Deux fédérations d'entreprises d'ambulances ont annoncé, lundi 11 octobre, une grève reconductible à partir de mardi. Elles réclament l'entrée en vigueur d'une réforme de leurs gardes, négociée de longue date mais contrariée par une proposition de loi en faveur des pompiers. Le texte sur la "valorisation des sapeurs-pompiers", sur lequel députés et sénateurs ont trouvé un accord en commission mixte paritaire, "introduit des risques majeurs", estiment dans un communiqué la Chambre nationale des services d'ambulances (CNSA) et la Fédération nationale de la mobilité sanitaire (FNMS).

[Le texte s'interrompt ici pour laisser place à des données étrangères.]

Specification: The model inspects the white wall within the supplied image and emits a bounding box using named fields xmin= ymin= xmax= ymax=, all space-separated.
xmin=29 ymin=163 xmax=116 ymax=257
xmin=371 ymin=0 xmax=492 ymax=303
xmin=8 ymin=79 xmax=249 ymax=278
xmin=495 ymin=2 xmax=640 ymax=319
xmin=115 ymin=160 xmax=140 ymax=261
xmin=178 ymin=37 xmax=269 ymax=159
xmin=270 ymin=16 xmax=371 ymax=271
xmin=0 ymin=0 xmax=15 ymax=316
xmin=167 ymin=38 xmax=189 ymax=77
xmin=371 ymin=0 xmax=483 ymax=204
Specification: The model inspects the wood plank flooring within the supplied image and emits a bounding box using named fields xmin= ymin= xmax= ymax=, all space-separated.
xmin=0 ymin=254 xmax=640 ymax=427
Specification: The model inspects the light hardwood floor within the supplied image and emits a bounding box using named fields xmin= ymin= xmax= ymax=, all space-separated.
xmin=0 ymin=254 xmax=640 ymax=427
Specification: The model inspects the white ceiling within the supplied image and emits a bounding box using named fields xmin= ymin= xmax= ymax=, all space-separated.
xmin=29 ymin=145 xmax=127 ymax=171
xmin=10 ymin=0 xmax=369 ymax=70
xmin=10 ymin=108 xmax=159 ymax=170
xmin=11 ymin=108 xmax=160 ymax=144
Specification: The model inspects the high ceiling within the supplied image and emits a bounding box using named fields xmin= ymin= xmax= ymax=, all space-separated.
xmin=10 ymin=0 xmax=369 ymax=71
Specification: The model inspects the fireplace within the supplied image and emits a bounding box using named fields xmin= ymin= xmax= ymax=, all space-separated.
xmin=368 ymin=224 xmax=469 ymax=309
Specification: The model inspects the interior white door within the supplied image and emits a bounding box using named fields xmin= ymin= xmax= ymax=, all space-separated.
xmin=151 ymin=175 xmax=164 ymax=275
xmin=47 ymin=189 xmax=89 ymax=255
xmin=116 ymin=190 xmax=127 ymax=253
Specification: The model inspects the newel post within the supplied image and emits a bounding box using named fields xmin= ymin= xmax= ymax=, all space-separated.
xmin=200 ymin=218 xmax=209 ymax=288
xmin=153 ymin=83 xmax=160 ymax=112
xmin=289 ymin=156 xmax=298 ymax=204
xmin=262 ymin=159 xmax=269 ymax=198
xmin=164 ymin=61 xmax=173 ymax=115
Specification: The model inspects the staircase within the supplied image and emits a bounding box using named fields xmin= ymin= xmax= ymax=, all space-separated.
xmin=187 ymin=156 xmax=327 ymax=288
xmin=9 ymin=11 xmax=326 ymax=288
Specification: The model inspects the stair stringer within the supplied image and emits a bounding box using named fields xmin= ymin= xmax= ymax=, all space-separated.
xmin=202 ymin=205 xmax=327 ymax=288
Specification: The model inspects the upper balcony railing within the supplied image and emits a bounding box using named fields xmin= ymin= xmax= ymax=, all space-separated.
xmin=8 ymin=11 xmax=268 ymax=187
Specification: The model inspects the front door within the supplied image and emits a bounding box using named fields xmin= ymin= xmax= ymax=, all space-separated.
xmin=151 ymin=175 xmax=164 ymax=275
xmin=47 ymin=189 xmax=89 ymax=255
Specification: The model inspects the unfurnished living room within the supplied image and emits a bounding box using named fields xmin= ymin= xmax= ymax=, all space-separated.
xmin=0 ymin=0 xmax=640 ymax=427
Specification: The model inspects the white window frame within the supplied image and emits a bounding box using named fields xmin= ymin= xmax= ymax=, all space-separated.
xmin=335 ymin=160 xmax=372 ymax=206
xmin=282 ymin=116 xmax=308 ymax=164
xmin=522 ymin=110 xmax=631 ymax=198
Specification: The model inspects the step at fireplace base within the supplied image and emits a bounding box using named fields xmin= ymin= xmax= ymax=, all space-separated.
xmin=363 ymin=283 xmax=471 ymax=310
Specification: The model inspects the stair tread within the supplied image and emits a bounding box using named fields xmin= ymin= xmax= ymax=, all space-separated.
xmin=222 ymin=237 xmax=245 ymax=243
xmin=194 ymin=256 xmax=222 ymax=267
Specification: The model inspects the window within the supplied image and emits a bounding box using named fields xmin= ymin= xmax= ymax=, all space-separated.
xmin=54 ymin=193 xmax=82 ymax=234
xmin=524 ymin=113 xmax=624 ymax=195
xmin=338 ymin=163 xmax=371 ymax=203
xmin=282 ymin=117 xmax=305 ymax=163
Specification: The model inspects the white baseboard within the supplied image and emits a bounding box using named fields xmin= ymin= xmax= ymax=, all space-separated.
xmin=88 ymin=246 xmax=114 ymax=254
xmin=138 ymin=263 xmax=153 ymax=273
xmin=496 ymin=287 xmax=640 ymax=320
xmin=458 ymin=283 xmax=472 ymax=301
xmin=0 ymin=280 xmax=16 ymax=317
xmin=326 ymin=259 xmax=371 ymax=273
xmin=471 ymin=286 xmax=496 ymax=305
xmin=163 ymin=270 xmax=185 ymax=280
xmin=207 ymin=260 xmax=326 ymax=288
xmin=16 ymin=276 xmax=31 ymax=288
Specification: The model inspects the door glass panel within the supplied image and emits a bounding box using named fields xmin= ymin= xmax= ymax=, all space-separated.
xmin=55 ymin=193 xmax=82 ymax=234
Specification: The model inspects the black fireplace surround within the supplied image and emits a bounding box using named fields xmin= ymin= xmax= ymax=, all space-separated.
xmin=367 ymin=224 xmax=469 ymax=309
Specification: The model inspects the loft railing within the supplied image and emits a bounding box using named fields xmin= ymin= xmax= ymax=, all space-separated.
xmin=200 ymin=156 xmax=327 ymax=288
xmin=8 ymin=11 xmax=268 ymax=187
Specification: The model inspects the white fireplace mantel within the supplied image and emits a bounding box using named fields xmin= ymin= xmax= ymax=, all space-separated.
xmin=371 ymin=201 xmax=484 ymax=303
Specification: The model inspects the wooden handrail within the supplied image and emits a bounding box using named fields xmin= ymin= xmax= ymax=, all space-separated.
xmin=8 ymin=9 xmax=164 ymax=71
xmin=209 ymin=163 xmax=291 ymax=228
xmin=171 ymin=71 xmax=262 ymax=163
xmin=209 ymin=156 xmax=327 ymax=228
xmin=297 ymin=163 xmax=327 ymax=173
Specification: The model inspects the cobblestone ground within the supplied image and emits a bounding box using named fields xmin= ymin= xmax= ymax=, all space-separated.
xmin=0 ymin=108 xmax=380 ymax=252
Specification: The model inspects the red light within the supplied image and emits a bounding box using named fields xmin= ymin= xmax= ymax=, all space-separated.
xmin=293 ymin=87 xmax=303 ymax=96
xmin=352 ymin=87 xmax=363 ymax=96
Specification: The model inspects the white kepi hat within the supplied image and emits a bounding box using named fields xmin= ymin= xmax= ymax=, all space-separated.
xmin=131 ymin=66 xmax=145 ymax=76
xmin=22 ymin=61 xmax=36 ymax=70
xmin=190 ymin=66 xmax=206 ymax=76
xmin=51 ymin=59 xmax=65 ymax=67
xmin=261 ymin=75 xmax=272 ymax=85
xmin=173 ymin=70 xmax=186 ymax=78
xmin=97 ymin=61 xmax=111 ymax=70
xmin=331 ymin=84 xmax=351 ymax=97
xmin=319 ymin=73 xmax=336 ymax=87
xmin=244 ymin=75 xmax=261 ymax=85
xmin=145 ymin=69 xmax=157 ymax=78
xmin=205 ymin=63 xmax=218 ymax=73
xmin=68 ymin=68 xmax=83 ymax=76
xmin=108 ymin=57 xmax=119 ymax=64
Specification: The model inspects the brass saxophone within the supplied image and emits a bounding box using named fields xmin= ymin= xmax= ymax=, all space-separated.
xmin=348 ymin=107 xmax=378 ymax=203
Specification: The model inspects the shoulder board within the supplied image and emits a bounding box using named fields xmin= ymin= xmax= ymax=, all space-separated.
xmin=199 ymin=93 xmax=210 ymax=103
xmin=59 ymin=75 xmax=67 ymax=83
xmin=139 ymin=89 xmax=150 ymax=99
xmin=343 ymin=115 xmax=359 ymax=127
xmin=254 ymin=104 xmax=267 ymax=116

Les deux organisations s'inquiètent de la possibilité de "missionner directement un équipage pompier (...) alors que l'organisation des urgences prévoit de solliciter en priorité les ambulanciers", offrant ainsi "un financement sans limites" aux premiers, au détriment des seconds. Dans le même temps, elles déplorent un "retard" dans la mise en œuvre de l'accord sur l'organisation et les tarifs des gardes ambulancières, signé fin 2020 avec l'Assurance maladie après plus de trois ans de tractations. "Le ministère de l'Intérieur a fait en sorte de nous bloquer tant que la proposition de loi n'était pas votée, maintenant nous demandons à mettre en place ce que nous avons négocié", a déclaré le président de la FNMS.

La grève ne prendra toutefois pas la forme d'un mouvement dur. "On ne sera pas dans la rue, on ne fera pas de blocage mais on a prévenu les Samu et les agences régionales de santé que nos entreprises ne feront pas de transports urgents", a-t-il indiqué, ajoutant que "si les préfectures nous réquisitionnent, nous ferons évidemment notre travail".